BLOGS Did Ohio Residents Just Wynne?
Dec 01, 2015
Ohio city taxes could be decreasing in the next few months thanks to Brian and Karen Wynne. They are residents of Maryland who own a pass-through business being taxed in 39 states. When the Wynnes filed their tax return for Maryland, they claimed a credit against their income tax, which is comprised of Maryland state taxes and Howard County taxes (a county in Maryland). However, the Comptroller of Maryland stated that they were only allowed to take a credit against Maryland’s income taxes, not the county tax. The Wynnes appealed this decision all the way up to the U.S. Supreme Court.

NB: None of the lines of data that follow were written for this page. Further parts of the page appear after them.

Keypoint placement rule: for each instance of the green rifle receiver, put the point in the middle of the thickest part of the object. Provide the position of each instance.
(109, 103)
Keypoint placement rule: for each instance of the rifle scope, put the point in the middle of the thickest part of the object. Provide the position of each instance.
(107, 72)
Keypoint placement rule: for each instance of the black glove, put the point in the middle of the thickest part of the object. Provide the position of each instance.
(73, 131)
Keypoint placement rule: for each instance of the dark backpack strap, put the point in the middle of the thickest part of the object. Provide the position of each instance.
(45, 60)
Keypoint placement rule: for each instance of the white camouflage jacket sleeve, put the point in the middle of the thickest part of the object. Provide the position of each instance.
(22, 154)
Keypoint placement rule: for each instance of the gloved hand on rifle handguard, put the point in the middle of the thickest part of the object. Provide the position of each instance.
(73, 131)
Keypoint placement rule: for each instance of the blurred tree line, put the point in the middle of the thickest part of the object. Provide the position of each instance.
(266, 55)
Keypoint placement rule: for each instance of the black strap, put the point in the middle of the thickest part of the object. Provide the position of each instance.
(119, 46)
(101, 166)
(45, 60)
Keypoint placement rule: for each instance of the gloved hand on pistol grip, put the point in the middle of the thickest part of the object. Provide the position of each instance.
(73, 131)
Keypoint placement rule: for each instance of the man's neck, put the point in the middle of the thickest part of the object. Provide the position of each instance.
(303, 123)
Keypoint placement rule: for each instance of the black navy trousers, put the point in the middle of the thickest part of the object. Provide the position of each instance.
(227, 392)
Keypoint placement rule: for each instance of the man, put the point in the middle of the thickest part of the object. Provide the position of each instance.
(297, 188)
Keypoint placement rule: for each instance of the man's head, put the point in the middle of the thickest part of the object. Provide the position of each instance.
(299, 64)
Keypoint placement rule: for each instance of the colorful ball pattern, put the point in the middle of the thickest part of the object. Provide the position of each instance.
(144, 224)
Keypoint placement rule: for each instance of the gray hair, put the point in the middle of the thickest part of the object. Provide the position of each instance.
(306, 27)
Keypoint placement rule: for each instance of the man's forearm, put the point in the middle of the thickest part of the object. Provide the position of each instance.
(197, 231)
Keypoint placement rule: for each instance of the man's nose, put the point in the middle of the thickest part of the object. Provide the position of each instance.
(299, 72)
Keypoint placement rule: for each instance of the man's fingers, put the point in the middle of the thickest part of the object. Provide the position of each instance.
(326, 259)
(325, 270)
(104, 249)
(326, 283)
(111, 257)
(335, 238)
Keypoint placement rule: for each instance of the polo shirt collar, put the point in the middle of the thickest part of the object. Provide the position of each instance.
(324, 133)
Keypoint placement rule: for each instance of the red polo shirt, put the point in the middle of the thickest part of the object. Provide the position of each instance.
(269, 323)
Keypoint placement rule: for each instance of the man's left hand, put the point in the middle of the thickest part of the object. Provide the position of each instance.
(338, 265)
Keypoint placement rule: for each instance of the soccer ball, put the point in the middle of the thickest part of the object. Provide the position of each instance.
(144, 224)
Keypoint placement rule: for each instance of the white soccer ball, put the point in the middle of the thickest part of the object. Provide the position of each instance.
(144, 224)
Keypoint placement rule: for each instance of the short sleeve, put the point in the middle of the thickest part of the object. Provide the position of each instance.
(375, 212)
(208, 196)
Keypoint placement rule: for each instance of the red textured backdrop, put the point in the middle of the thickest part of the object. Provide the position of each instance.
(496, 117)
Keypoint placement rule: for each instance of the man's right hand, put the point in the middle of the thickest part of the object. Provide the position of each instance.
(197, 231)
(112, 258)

The Supreme Court ruled 5-4 in favor of Wynnes, citing Maryland violated the dormant Commerce Clause by not allowing any credit against the county tax. More specifically, Maryland is violating the 2nd and 3rd prong test established in Complete Auto Transit, Inc. v. Brady, 430 U.S. 274 (1977). These prongs allow a state to withstand scrutiny if it fairly apportions and does not discriminate against interstate or foreign commerce. Basically, the Supreme Court argued the state of Maryland was double taxing the Wynn’s income.
William Vaughan Company is located in Ohio and this directly relates to our state, as some of our cities do not allow any credit while others may only allow a partial credit for taxes paid to other cities. Yes, Ohio really is a highly taxed state. We pay state tax, sales tax, city taxes, school district taxes, property taxes, and then some. As a result of the Wynnes and the Supreme Court, an opportunity to receive a credit for taxes paid to these other cities may become a reality.
Currently, if you live in one taxing city, but work in another, the city you live in may accept some, none, or all of the withholding from the city from which you work. This may require your resident city to accept all of the tax paid to your working city as a credit. As for taxes paid to other states, we probably won’t be receiving credit, at least for now.
The reason the Wynnes were allowed to receive a credit for their county tax is because the Supreme Court viewed the county tax as a state-level tax. Most of Ohio’s cities administer and collect their own taxes. Another interesting wrinkle is Ohio’s school district taxes. For those of you who file this return, which is administrated at the state level, no credit is given for taxes paid elsewhere. The next few months may be very interesting with regard to how cities react to this particular case. Nevertheless, for those of you with pass-through income which is taxed elsewhere, we may be seeing our city taxes going down in the near future!